I can log in by creating annother instance log into the NEW instance and then ssh to the 10.0.0.xxx # private-ip-of-pbx-instance.

tail  /etc/iptables/rules.v4
# this is a snapshot of where you were when you installed Incredible PBX
# It assures that you can log back in from there once we lock down IPtables
# NO RESTRICTIONS are placed on these 3 addresses or private LAN subnets!
# The IP addresses are your server, user, and public addresses respectively
-A INPUT -s 10.0.0.xxx -j ACCEPT
#-A INPUT -s  -j ACCEPT
#-A INPUT -s  -j ACCEPT
# your own additions go above here
COMMIT
# Generated by iptables-save v1.3.5 on Tue Apr  1 11:35:49 2014

after doing an

 ~/add-fqdn mylocation xxx.dyndns.org

~/add-ip mylocation myip

I then did the# /usr/sbin/iptables-restore but it just takes forever and had to abort 'ctrl + c'
and same with /etc/alternatives/iptables-restore #(which it is symlinked to)

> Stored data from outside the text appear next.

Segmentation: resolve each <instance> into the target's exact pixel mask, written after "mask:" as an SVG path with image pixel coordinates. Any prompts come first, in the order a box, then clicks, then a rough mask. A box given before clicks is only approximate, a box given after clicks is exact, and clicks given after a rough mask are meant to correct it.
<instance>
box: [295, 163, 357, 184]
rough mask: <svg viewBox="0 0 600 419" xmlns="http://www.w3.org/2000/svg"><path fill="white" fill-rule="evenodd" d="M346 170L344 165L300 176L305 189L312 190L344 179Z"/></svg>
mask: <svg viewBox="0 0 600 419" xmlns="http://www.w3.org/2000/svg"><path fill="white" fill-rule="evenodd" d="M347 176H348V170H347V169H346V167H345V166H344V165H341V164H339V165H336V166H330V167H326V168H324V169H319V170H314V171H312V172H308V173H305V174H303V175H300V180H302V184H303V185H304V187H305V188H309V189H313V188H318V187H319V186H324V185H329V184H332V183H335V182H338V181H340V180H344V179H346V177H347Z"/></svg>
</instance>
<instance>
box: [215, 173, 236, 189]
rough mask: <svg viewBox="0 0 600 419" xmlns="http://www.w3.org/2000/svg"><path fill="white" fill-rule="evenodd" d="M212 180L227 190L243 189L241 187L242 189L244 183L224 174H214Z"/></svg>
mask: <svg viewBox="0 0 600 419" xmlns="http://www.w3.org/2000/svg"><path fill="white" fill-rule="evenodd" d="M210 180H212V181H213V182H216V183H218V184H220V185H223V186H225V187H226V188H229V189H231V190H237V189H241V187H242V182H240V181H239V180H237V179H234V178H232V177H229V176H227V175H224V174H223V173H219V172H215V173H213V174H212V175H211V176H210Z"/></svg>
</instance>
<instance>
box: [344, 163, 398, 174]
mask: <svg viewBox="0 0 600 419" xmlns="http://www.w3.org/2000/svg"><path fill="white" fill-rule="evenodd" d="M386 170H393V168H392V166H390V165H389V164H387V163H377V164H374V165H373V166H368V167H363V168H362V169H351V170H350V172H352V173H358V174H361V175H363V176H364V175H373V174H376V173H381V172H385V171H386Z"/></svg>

There is also plenty of xtables scripts for nftables stuff.

 

[wardmundy]

I can log in by creating annother instance log into the NEW instance and then ssh to the 10.0.0.xxx # private-ip-of-pbx-instance.

tail  /etc/iptables/rules.v4
# this is a snapshot of where you were when you installed Incredible PBX
# It assures that you can log back in from there once we lock down IPtables
# NO RESTRICTIONS are placed on these 3 addresses or private LAN subnets!
# The IP addresses are your server, user, and public addresses respectively
-A INPUT -s 10.0.0.xxx -j ACCEPT
#-A INPUT -s  -j ACCEPT
#-A INPUT -s  -j ACCEPT
# your own additions go above here
COMMIT
# Generated by iptables-save v1.3.5 on Tue Apr  1 11:35:49 2014

Fixed in the latest build. Same issue as with Amazon EC2.
The -A INPUT -s 10.0.0.xxx -j ACCEPT entry is harmless since it only gives access from your own server, but the 10.0.0.0/8 entry above it is what causes the security hole. Here's the fix to adjust to OpenVPN subnet:

sed -i 's|10.0.0.0/8|10.8.0.0/24|'  /etc/iptables/rules.v4
iptables-restart

 

[wardmundy]

after doing an

 ~/add-fqdn mylocation xxx.dyndns.org

~/add-ip mylocation myip

I then did the# /usr/sbin/iptables-restore but it just takes forever and had to abort 'ctrl + c'
and same with /etc/alternatives/iptables-restore #(which it is symlinked to)

There is also plenty of xtables scripts for nftables stuff.

You have to use the iptables-restart command after using add-ip or add-fqdn or you'll hose your IPtables setup.

 

[mannen]

Make sure to uninstall ufw, it kind of messes with iptables.